An Italian court ruled on Wednesday that some of the victims of the 2009 L'Aquila earthquake were partly to blame for their own deaths and compensation for their relatives should be reduced, media reports said.


The 6.3-magnitude earthquake struck at 3.32 am on April 6th 2009, after months of tremors across the rugged Abruzzo region in central Italy. Houses collapsed throughout L'Aquila's historic city centre, killing 309 people.

The judge in a civil suit for millions of euros in damages, presented by relatives of 24 people who died in one of the buildings, the judge said that the victims had gone back to bed despite two tremors earlier in the night.

READ ALSO: Which areas of Italy have the highest risk of earthquakes?

That "rash behaviour" made them "30 percent responsible" for their deaths, she said, according to Italian newspaper Il Messaggero.


Maria Grazia Piccinini, a lawyer and mother of Ilaria Rambaldi, a 25-year-old student who died in the earthquake, said that Tuesday's ruling was "absurd" considering that experts had played down fears of a killer quake in the previous weeks.

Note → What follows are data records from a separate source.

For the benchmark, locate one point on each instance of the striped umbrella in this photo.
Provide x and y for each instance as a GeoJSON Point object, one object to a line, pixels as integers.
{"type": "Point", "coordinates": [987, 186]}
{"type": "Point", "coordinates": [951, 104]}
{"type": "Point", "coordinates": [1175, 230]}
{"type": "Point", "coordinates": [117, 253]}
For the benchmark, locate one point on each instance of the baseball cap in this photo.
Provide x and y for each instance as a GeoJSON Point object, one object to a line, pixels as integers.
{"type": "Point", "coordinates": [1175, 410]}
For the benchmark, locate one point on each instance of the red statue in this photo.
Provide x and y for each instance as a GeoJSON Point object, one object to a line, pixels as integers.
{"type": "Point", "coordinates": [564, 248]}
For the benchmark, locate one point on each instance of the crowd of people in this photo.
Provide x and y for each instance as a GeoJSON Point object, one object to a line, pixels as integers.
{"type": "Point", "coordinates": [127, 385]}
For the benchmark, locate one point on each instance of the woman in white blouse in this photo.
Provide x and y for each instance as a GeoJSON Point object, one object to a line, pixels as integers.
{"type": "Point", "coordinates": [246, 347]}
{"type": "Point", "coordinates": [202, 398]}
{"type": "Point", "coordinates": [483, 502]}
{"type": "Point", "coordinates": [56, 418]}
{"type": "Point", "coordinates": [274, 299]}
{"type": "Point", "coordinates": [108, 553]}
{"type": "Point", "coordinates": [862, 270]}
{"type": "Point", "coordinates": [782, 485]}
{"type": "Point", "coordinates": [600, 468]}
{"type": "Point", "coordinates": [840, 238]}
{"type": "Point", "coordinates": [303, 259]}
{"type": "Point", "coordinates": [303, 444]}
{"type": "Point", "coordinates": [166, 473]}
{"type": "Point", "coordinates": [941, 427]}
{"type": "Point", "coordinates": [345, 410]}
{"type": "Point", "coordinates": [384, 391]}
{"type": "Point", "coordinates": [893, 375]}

A photo from 2018 shows ongoing reconstruction efforts in L'Aquila following the 2009 earthquake. Photo by TIZIANA FABI / AFP

"My daughter was reassured, just like everyone else," Piccinini told the Corriere della Sera daily, adding that they would be appealing the ruling.

There were angry reactions to the ruling from Italian social media users and media commentators, with many describing the judge's statement as "victim blaming".

Seven members of Italy's Major Risks Prevention Commission were initially convicted over advice given to residents before the disaster, though all but one of those would later be overturned.

The quake, which reduced L'Aquila's elegant medieval, Renaissance and Baroque squares and buildings to rubble, left 1,600 people injured and at least 80,000 people homeless.